Encouraging news. What does all this mean for you?

  • More than 10 of my clients landed new positions within the last two months.
  • In this group of successful clients, some had been unemployed and others transitioned from their former positions.
  • Three clients landed new management level banking roles, one is a new General Manager in the restaurant field, two Registered Nurses found new positions, one is an entry level Civil Engineering Technician, one is in marketing, another is a Purchasing Manager for a manufacturing firm, and one is now in a new position with a major insurance company.
  • Throughout this recession, my clients found new positions but the numbers of people inquiring for services and the number of employed clients seeking a move was less than in great economic conditions.
  • In the second half of 2010, I am seeing more of a desire to get the ball rolling with career changers.

But what if in the middle of the interview, you realize it is the WRONG job?

I was talking with a client’s wife recently about the interview process.

She shared an experience where she was being interviewed for a high-level leadership role but it was much more limited than some of the roles she had been targeting. Halfway through the interview, she realized that she didn’t want the job.

She continued the interview with a team that already knew her, but she wasn’t marketing herself anymore. Her answers to the questions were getting much vaguer. Her voice inflection was not her normal level of enthusiasm. She didn’t get the job.

Later, she interviewed for the position above that position and successfully landed the job. She knew the role she wanted to play.

Given this economic roller-coaster, should you ever ask “is this the right job for me?”

Definitely! The worst thing you can do is a sequence of short-term positions because you said yes when you were in panic mode. It hurts your resume and it hurts your career potential for the future.

Analyze and determine if the position is a good fit for your talent, for your personal style of work, and for your future goals. If something scores low on your decision-making tool, be gracious to the interview team, say thank you but say goodbye.

Have you ever felt in the interview that you were interviewing for the wrong position? Need help to be on the right track? Learn more.


  1. Karen Bice on October 8, 2010 at 4:41 pm

    I can so relate to the first paragraph. I’ve had one interview within the last 6 months. I knew within the first couple of minutes that the position wasn’t what I was looking for. It was in an industry I had worked in before but wasn’t crazy about. But being desperate in wanting to find a job and because there wasn’t much else available, I convinced myself it was in my best interest to interview. Basically, it was in my best interest. But, you can’t make yourself like an industry that you find intolerable. So, I made the decision to interview from then on only within other industries that I appreciate. Anyway, great article!

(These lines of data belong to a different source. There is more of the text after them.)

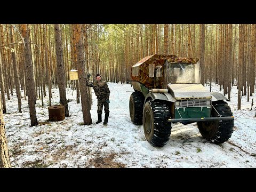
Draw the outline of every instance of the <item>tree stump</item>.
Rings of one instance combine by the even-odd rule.
[[[50,121],[59,121],[65,118],[65,107],[62,105],[54,105],[48,107]]]

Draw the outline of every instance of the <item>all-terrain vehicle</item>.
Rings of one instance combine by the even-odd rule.
[[[152,146],[166,144],[172,123],[197,122],[203,137],[214,143],[231,137],[234,116],[225,101],[229,100],[201,84],[198,58],[148,56],[131,67],[131,77],[134,90],[130,98],[131,119],[143,124]]]

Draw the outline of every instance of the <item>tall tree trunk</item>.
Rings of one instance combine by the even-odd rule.
[[[13,43],[12,44],[12,64],[13,65],[13,73],[14,74],[14,82],[15,85],[16,86],[16,92],[17,93],[18,97],[18,110],[19,113],[21,113],[21,94],[20,93],[20,78],[19,77],[19,74],[18,73],[18,67],[16,59],[16,51],[15,51],[14,46],[14,34],[13,33],[13,27],[11,26],[10,28],[10,35],[11,35],[11,42]]]
[[[81,90],[82,110],[83,111],[84,124],[89,125],[91,125],[92,123],[91,113],[90,112],[88,94],[86,86],[85,69],[84,62],[83,45],[82,43],[81,29],[82,26],[81,24],[75,25],[75,39],[76,41],[76,44],[77,51],[77,63],[80,90]]]
[[[204,24],[200,24],[200,65],[201,68],[201,84],[204,86]]]
[[[3,25],[2,24],[0,24],[0,43],[1,43],[1,45],[3,46],[5,44],[4,42],[4,29],[3,29]],[[8,75],[7,75],[7,61],[6,61],[6,51],[4,47],[1,47],[1,51],[0,51],[0,53],[1,54],[1,57],[2,57],[2,69],[4,72],[3,74],[3,80],[4,83],[5,83],[5,90],[7,94],[7,100],[10,100],[10,93],[9,93],[9,84],[8,83]]]
[[[60,102],[65,107],[65,117],[69,117],[68,101],[66,94],[65,71],[63,63],[63,52],[61,33],[59,24],[54,24],[56,59],[57,62],[58,86],[60,90]]]
[[[28,93],[28,106],[29,108],[29,116],[30,117],[31,126],[37,125],[38,122],[36,118],[35,107],[35,81],[34,79],[33,64],[31,60],[31,50],[29,42],[29,24],[22,24],[21,26],[21,34],[24,38],[25,43],[25,57],[26,65],[27,77],[26,85],[27,93]]]
[[[1,74],[2,75],[2,74]],[[2,106],[0,99],[0,106]],[[0,107],[0,168],[10,168],[9,151],[5,136],[5,128],[2,107]]]
[[[164,24],[164,54],[168,54],[168,42],[169,42],[169,25],[168,24]]]
[[[239,25],[239,59],[238,59],[238,90],[237,94],[237,109],[241,109],[241,67],[242,62],[243,62],[243,47],[244,45],[243,44],[243,24]]]

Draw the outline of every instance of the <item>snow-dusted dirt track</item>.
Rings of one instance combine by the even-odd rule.
[[[173,125],[167,143],[152,147],[144,137],[143,125],[131,121],[129,98],[133,91],[129,84],[108,83],[110,90],[108,125],[96,124],[97,102],[92,90],[91,114],[93,124],[83,125],[81,104],[76,91],[66,89],[70,116],[49,122],[48,94],[36,105],[37,126],[30,127],[28,101],[22,99],[22,113],[18,113],[18,99],[6,99],[4,114],[12,167],[255,167],[256,118],[255,94],[242,98],[237,110],[237,91],[232,87],[227,102],[235,116],[231,138],[215,145],[203,138],[196,123]],[[209,86],[206,89],[210,89]],[[220,92],[212,85],[213,92]],[[59,104],[58,89],[52,90],[52,105]],[[23,95],[23,92],[22,92]],[[104,113],[102,119],[104,118]]]

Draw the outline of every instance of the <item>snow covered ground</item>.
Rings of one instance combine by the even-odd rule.
[[[152,147],[144,137],[143,125],[131,121],[129,98],[131,85],[108,83],[110,90],[108,125],[96,124],[97,105],[92,90],[91,110],[93,124],[82,125],[81,104],[75,101],[76,92],[67,89],[70,117],[49,122],[48,94],[44,106],[37,101],[39,125],[30,127],[28,101],[22,99],[22,113],[18,113],[18,99],[6,98],[4,114],[12,167],[256,167],[256,113],[252,99],[242,98],[237,110],[237,90],[232,87],[228,102],[235,117],[231,138],[215,145],[203,138],[196,123],[173,124],[167,143]],[[210,90],[209,86],[206,89]],[[219,92],[212,86],[212,92]],[[221,93],[222,91],[221,92]],[[22,92],[23,95],[23,92]],[[52,90],[52,105],[59,103],[58,89]],[[102,118],[104,118],[104,113]]]

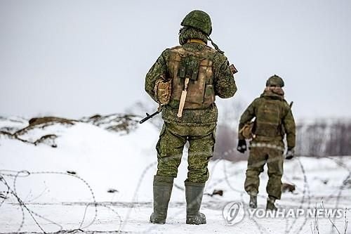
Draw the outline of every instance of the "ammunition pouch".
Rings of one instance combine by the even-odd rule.
[[[168,104],[172,94],[172,80],[166,80],[161,77],[155,82],[154,91],[157,103],[162,105]]]

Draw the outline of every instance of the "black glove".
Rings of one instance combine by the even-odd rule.
[[[294,156],[295,154],[295,150],[293,149],[288,149],[288,151],[286,152],[286,155],[285,156],[285,158],[288,160],[290,160],[292,159]]]
[[[237,150],[240,152],[241,153],[245,152],[246,151],[246,141],[245,140],[239,140],[238,146],[237,147]]]

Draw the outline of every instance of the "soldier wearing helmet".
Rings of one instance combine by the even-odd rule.
[[[145,91],[161,107],[164,121],[156,147],[158,164],[150,221],[166,222],[173,178],[187,141],[186,223],[203,224],[206,218],[199,209],[208,178],[207,165],[213,155],[218,119],[215,99],[216,96],[232,97],[237,86],[227,58],[209,37],[209,15],[193,11],[181,25],[180,45],[164,50],[145,78]],[[215,48],[207,46],[208,40]]]
[[[274,202],[282,195],[285,135],[288,146],[286,159],[293,157],[296,126],[291,106],[284,97],[284,82],[279,76],[270,77],[263,93],[250,104],[240,118],[237,150],[244,153],[246,150],[245,138],[251,138],[244,184],[245,190],[250,195],[251,208],[257,207],[259,175],[267,163],[269,180],[266,208],[277,209]],[[253,118],[254,122],[251,122]],[[246,127],[248,124],[251,127]],[[247,134],[247,129],[251,132]]]

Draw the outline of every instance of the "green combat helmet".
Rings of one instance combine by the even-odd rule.
[[[190,11],[183,20],[180,25],[183,27],[189,27],[202,32],[208,37],[211,44],[215,49],[220,53],[223,53],[213,41],[210,38],[210,34],[212,32],[212,22],[211,21],[210,15],[204,11],[200,10],[194,10]]]
[[[211,18],[206,12],[194,10],[189,13],[183,20],[180,25],[200,30],[207,36],[212,32]]]
[[[284,87],[284,82],[283,79],[282,79],[280,77],[277,76],[277,74],[274,74],[272,77],[270,77],[267,80],[267,82],[265,83],[266,86],[278,86],[278,87]]]

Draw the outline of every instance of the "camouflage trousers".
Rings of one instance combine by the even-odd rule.
[[[165,122],[156,146],[157,176],[177,177],[184,145],[189,141],[186,181],[204,183],[208,179],[207,165],[213,155],[216,124],[181,126]]]
[[[267,163],[268,183],[267,193],[269,196],[280,199],[282,195],[282,176],[283,176],[283,152],[281,149],[268,147],[250,147],[245,190],[250,195],[258,193],[260,174]]]

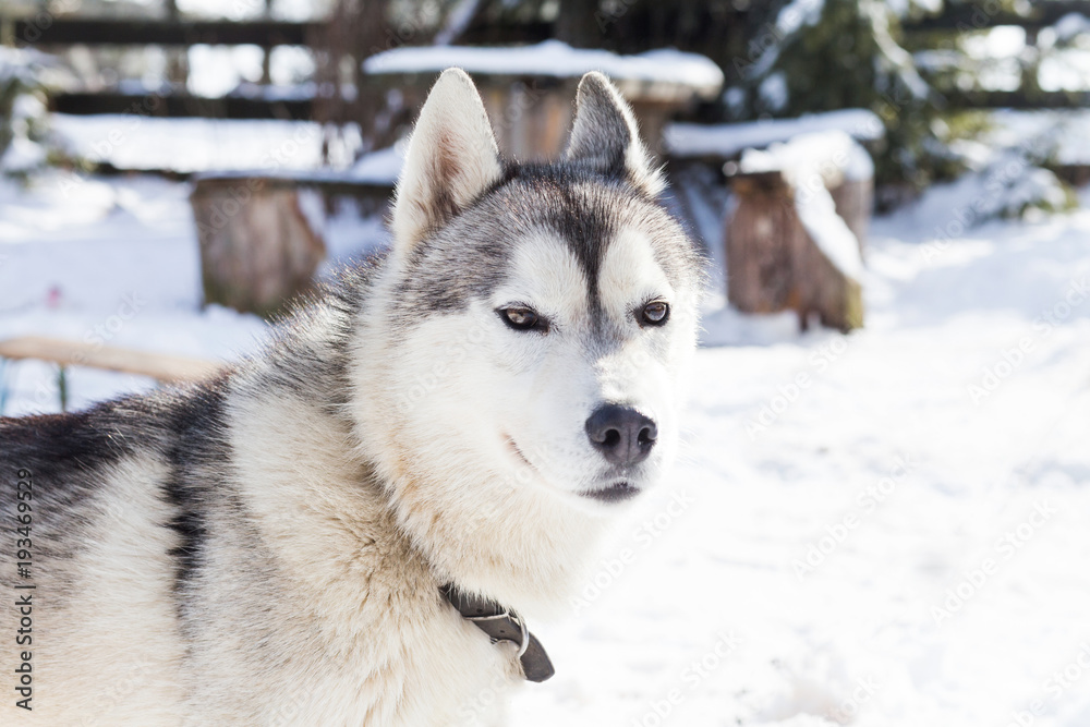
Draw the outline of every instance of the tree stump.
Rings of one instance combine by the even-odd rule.
[[[782,171],[735,175],[737,208],[726,229],[727,300],[747,313],[794,310],[803,329],[812,316],[843,331],[860,328],[857,263],[872,182],[840,177],[832,190],[798,190],[791,179]]]
[[[314,284],[326,256],[291,180],[204,178],[190,196],[204,302],[272,317]]]

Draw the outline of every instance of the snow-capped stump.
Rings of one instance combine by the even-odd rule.
[[[326,246],[300,207],[296,181],[206,177],[190,203],[206,305],[267,317],[311,288]]]
[[[576,88],[588,71],[601,71],[616,84],[656,156],[663,154],[666,121],[690,104],[715,98],[723,86],[723,71],[704,56],[673,49],[618,56],[559,40],[519,47],[405,46],[372,56],[363,70],[371,83],[397,89],[404,105],[419,106],[450,66],[473,77],[500,150],[520,160],[560,154]]]
[[[732,177],[727,299],[739,311],[794,310],[802,328],[863,325],[862,249],[873,195],[867,152],[843,132],[748,149]]]

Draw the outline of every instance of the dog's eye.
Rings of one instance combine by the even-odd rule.
[[[649,326],[662,326],[669,317],[670,306],[664,301],[652,301],[640,313],[641,323]]]
[[[500,308],[499,317],[504,319],[510,328],[514,330],[547,330],[547,322],[531,308],[510,307]]]

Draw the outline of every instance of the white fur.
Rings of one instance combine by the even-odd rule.
[[[634,140],[626,163],[655,187],[616,92],[592,77],[580,93],[598,116],[623,116]],[[591,134],[584,150],[589,123],[573,133]],[[353,322],[346,411],[270,388],[269,361],[235,372],[222,433],[230,467],[206,483],[204,561],[184,597],[172,593],[174,511],[157,490],[167,464],[149,453],[93,473],[102,511],[86,523],[90,542],[75,562],[39,574],[36,711],[9,695],[0,723],[495,724],[486,707],[521,680],[514,649],[491,644],[439,586],[455,582],[531,619],[565,610],[619,510],[581,494],[606,470],[584,423],[607,401],[653,416],[659,444],[633,484],[654,486],[673,457],[675,390],[695,340],[692,291],[673,289],[637,227],[622,227],[602,262],[606,335],[594,330],[579,262],[546,230],[510,240],[510,275],[491,299],[391,326],[413,247],[499,173],[480,98],[464,73],[447,71],[413,135],[393,253]],[[638,324],[652,299],[673,306],[669,326]],[[513,304],[553,328],[512,331],[496,310]],[[294,344],[331,355],[322,335],[335,315],[318,308]],[[51,605],[66,584],[68,602]],[[9,665],[13,623],[0,609]]]

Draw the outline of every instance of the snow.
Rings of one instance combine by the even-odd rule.
[[[723,86],[719,66],[697,53],[661,49],[618,56],[607,50],[572,48],[559,40],[519,47],[402,47],[372,56],[363,63],[363,70],[371,74],[438,73],[450,66],[468,73],[561,78],[602,71],[616,82],[683,85],[708,97]]]
[[[862,278],[859,241],[836,214],[828,190],[843,180],[874,175],[865,149],[843,131],[806,133],[767,150],[747,149],[738,168],[742,172],[784,172],[795,189],[795,211],[810,239],[840,272],[856,281]]]
[[[871,142],[885,135],[885,125],[873,111],[843,109],[798,119],[727,124],[669,123],[663,131],[663,138],[667,152],[675,158],[731,158],[746,148],[763,148],[799,134],[824,131],[841,131],[852,138]]]
[[[392,184],[401,175],[405,150],[407,145],[402,142],[385,149],[365,154],[353,165],[349,175],[359,182]]]
[[[1082,13],[1067,13],[1052,26],[1059,41],[1069,41],[1080,35],[1090,33],[1090,19]]]
[[[198,307],[187,193],[0,181],[0,337],[252,351],[263,322]],[[384,239],[374,219],[326,230],[338,256]],[[850,336],[713,291],[680,461],[570,618],[531,623],[557,675],[510,724],[1090,724],[1090,211],[952,239],[880,218],[862,275]],[[56,410],[48,365],[5,375],[5,413]],[[78,407],[149,386],[71,373]]]

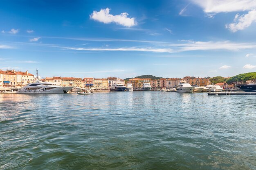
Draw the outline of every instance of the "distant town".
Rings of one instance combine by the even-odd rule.
[[[230,77],[224,78],[223,79],[227,80]],[[22,88],[26,85],[35,81],[36,79],[36,76],[29,73],[27,71],[22,72],[14,70],[2,70],[0,69],[0,88]],[[93,88],[98,90],[109,90],[111,85],[114,83],[121,83],[125,85],[128,83],[132,84],[135,90],[139,90],[142,87],[143,82],[145,80],[150,82],[153,90],[175,88],[181,81],[185,81],[191,85],[198,86],[205,86],[209,83],[214,83],[211,82],[211,77],[209,77],[193,76],[185,76],[183,78],[160,78],[156,79],[147,77],[135,78],[128,78],[126,80],[111,77],[98,78],[94,77],[82,78],[54,76],[40,79],[41,81],[52,82],[56,85],[63,87],[72,86],[80,88]],[[234,87],[234,85],[229,85],[225,82],[218,82],[216,84],[220,85],[225,89]]]

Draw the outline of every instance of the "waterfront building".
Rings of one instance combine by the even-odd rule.
[[[161,85],[161,88],[166,88],[166,78],[160,78],[160,84]]]
[[[82,87],[82,78],[74,78],[74,86]]]
[[[102,79],[94,78],[93,83],[93,88],[94,89],[102,88]]]
[[[167,78],[166,80],[167,88],[176,88],[180,83],[179,79],[177,78]]]
[[[116,77],[108,77],[108,85],[109,88],[116,83],[117,79]]]
[[[3,87],[3,74],[2,70],[0,70],[0,87]]]
[[[108,88],[108,81],[107,78],[102,78],[102,88],[104,89]]]
[[[61,85],[61,77],[53,77],[53,81],[56,85]]]
[[[157,80],[151,80],[150,81],[150,85],[151,85],[152,89],[155,89],[157,87]]]
[[[45,77],[45,81],[47,82],[53,83],[54,80],[52,77]]]
[[[84,82],[83,87],[89,87],[93,86],[93,78],[87,77],[84,78],[83,79]]]
[[[16,85],[16,74],[10,70],[2,71],[3,76],[2,87],[15,87]]]
[[[74,86],[75,80],[74,77],[61,77],[62,86]]]
[[[35,80],[34,75],[29,73],[28,71],[26,72],[15,71],[14,70],[12,73],[16,75],[16,86],[17,87],[23,87],[26,85],[33,82]]]
[[[188,83],[191,85],[197,85],[199,86],[205,86],[208,84],[209,81],[209,78],[199,78],[190,76],[186,76],[183,78],[183,80],[186,81]]]

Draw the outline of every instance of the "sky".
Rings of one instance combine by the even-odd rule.
[[[256,72],[255,0],[3,0],[0,31],[0,69],[43,77]]]

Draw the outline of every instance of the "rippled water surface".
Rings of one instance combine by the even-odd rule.
[[[256,96],[0,94],[0,169],[256,169]]]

    • Julie Walraven on October 8, 2010 at 5:35 pm

      Interviewing is never bad but if you are just getting in the swing of interviewing, it should be for a job you would love, just in case it works out. You should love the work you do because it makes a huge difference in how you live your life and even how you do your work.

  2. Andrew Plath on July 4, 2012 at 3:52 pm

    I backed out of jobs in interviews when I was young. At the time that was a big mistake as the economy was in rough shape back then too and I was not getting too many opportunities. But I was young and nervous.